China's exports are expected to grow 8 per cent in 2013 from the previous year while imports may be set to rise 7.8 per cent, according to leading Chinese think tank, State Information Centre (SIC). This came in a research report published on Wednesday.
"China's foreign trade will expand slowly in 2013 as factors hampering global economic recovery may not disappear easily while China's economic growth will stabilise," it said in the report published in the China Securities Journal.
China's exports were up 7.3 per cent in the first 11 months of 2012 from a year earlier, even as imports grew 4.1 per cent, according to official data. The government aimed for 10 per cent growth for combined exports and imports this year.
China's economy could see an 8 per cent growth in 2013, with expansion in industrial output of 10.5 per cent, it said.

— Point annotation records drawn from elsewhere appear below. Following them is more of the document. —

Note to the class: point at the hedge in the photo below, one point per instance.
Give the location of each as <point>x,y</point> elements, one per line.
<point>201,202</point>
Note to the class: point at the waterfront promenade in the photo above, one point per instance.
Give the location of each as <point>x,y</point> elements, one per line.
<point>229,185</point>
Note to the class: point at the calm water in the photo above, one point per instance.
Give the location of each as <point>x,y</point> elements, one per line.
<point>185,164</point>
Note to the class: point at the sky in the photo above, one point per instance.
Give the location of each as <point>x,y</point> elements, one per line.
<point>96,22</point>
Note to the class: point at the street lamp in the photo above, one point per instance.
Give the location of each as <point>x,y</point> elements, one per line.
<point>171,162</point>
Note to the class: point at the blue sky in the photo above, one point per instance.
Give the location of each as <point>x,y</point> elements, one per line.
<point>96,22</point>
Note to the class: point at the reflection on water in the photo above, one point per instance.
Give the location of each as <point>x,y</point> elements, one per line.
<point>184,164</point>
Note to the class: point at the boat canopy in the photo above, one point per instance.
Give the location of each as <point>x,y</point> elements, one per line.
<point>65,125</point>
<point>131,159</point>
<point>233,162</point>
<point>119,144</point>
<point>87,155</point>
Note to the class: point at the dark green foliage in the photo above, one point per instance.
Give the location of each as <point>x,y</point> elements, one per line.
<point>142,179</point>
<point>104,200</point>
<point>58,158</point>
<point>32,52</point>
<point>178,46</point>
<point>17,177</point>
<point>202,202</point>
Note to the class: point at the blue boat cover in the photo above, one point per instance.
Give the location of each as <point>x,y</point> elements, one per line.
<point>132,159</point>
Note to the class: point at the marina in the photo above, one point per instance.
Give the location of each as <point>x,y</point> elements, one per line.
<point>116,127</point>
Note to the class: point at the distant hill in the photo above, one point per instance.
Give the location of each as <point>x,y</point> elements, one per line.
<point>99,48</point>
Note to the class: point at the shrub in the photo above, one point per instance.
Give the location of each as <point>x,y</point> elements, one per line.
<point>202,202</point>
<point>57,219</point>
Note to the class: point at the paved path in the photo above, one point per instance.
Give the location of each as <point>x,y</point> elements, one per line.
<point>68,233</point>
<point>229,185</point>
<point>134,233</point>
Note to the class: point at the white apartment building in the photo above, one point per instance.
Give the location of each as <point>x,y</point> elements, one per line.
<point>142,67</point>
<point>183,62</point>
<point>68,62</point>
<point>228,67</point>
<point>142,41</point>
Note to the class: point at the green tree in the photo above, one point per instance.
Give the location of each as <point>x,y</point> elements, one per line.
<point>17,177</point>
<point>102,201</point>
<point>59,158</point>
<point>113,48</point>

The economy was on track for a 7.7-per cent growth in 2012, overshooting the official target of 7.5 per cent. Quoting sources Reuters reported last week that the Chinese government was likely to stick with the 7.5 per cent growth goal in 2013.
The report added that China could see a 3 per cent annual rise in foreign direct investment (FDI) inflows next year to $116 billion.
China's retail sales were likely to increase by 14.6 per cent in 2013, picking up from 14.2 per cent this year, due largely to increasing incomes as the government pushed forward reforms and urbanisation, the forecasts said.